USA’s Nathan Chen performs his Short Program at 2019 Skate America.

2019 Skate America

Men’s Short Program

2019 Skate America continued with the Men’s Short Program in Las Vegas, Nevada, on Friday. USA’s Nathan Chen currently leads the pack, followed by Dmitri Aliev of Russia and Canada’s Keegan Messing.

Chen reeled off a quad Lutz and triple Axel in the first half of his program and a quad toe-triple toe in the second half  in his romantic routine to La Boheme performed by Charles Aznavour.
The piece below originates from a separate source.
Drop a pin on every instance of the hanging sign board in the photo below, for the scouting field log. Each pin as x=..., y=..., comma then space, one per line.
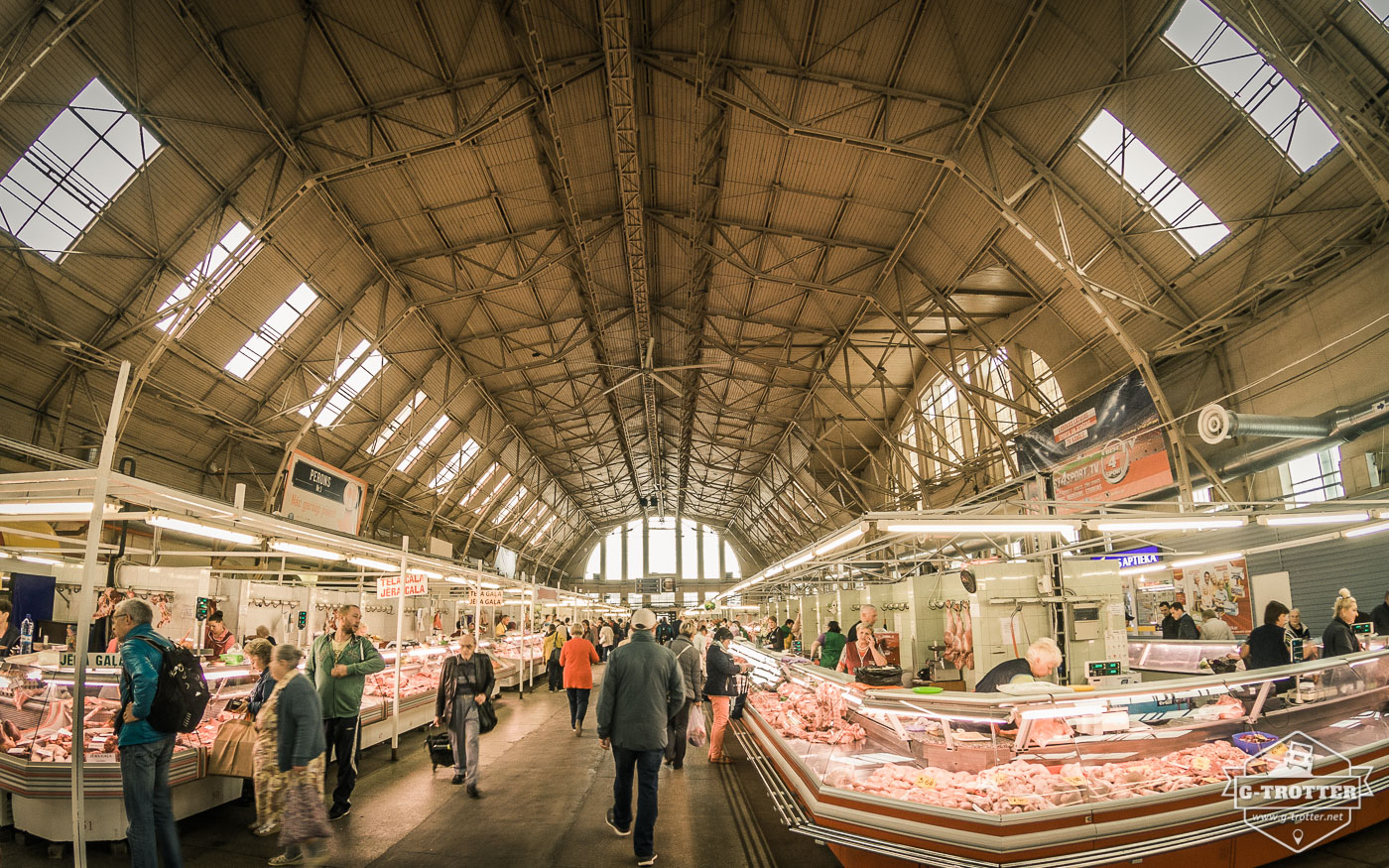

The two-time and current World champion earned a level 4 on his Camel change spin, step sequence, and change combination spin, and was awarded a score of 102.71.
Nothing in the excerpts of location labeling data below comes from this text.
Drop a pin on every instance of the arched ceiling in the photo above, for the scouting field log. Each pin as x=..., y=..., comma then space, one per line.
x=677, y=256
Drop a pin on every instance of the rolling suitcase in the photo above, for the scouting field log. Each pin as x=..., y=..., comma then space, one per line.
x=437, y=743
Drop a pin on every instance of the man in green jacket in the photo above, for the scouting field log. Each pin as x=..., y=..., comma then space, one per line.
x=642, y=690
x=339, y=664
“This is my first time performing the Short Program in a competitive setting,” said the 20-year-old. “I’m not entirely happy with how the program went, however, since this is the first outing, I’m pretty okay with how things went. I’m looking forward to competing tomorrow and hopefully cleaning up some of the mistakes I made today and keep moving forward.”

Aliev impressed with a quad Lutz-triple toe right out the gate in his routine to “Je Dors Sur Des Roses” (from “Mozart L’Opera Rock”) by Mikelangelo Loconte. The 2019 Nepela Memorial champion followed up with a quad toe and then a triple Axel in the second half of his program. The skater from Moscow also earned a level 4 for his flying camel and change sit spin, as well as his footwork, to earn a score of 96.57.

Messing had great skate which featured a quad toe-triple toe, triple Axel and triple Lutz. The 2019 Autumn Classic International champion also earned a level 4 on two of his spins and racked up tons of positive grades of execution (GOE) on all elements. He sits in third with a new personal best of 96.34.

USA’s Jason Brown showed great artistry in his routine to “I Can’t Go On Without You” by Kaleo which featured a triple flip that earned +4 and +5 GOEs across the board from the judging panel. The 2019 U.S. bronze medalist popped a triple Axel, but was otherwise clean, delivering a triple Lutz-triple toe, and earning level 4 on all spins and footwork to score 83.45 points for fourth place.

“It was a lapse of focus in the moment,” said the 2014 Olympian of the triple Axel. “I should not have missed it; I have not missed one all week. I’m very irritated with myself. In the moment, you have to try not to relive it. Whether I was trying to stay relaxed about it or whether I was trying to attack it, I can’t remember. But I remember a moment of something right before [it happened]. I just said, ‘Don’t show emotion, just keep going.’ I think my experience definitely serves me well when it comes to making mistakes and having to pick back up like nothing happened, but that irritation doesn’t go away.”

“I love both of my programs,” Brown added. “To have this ‘unveiling’ here with my first time to compete it was like, ‘Oh how is it going to feel with the adrenaline and in front of a crowd?’ I tried my best to pace it the best that I could. There were little bits of disappointments in there, but I’m really proud of the overall performance.”

Michal Brezina of the Czech Republic stepped out of a quad Salchow and doubled a triple flip (in combination with a triple toe), but was otherwise clean in his bluesy routine to “Baby Did a Bad Bad Thing” by Chris Isaak. The 2018-19 Grand Prix Finalist delivered a triple Axel in the second half of his program and also earned a level 4 on all spins and footwork, scoring 81.11 points for fifth place.

Israel’s Alexei Bychenko sits in sixth with 79.76 points after his performance to “Words” by Harel Skaat. The 2019 Nebelhorn Trophy bronze medalist doubled a triple Lutz in combination with a triple toe, but landed a triple Axel and quad toe.

Junhwan Cha of South Korea doubled a quad Salchow, but landed a triple Axel and triple Lutz-triple loop in his short to music by Astor Piazzolla.  The 2018-19 Grand Prix Finalist bronze medalist showed good spins and footwork, and sits in seventh place (78.98).

Japan’s Kazuki Tomono is in eighth place with 75.01 after stepping out of a quad toe that was meant to be in combination with a triple toe in his program to “Chroma – The Hardest Button to Button”.  Nevertheless, the 21-year-old from Osaka landed a quad Salchow and triple Axel and earned a level 4 on two of his spins and footwork.

Boyang Jin of China doubled a quad Lutz and fell on a triple Axel and sits in ninth place (74.56), followed by USA’s Alexei Krasnozhon who underrotated and fell on a quad flip (72.30).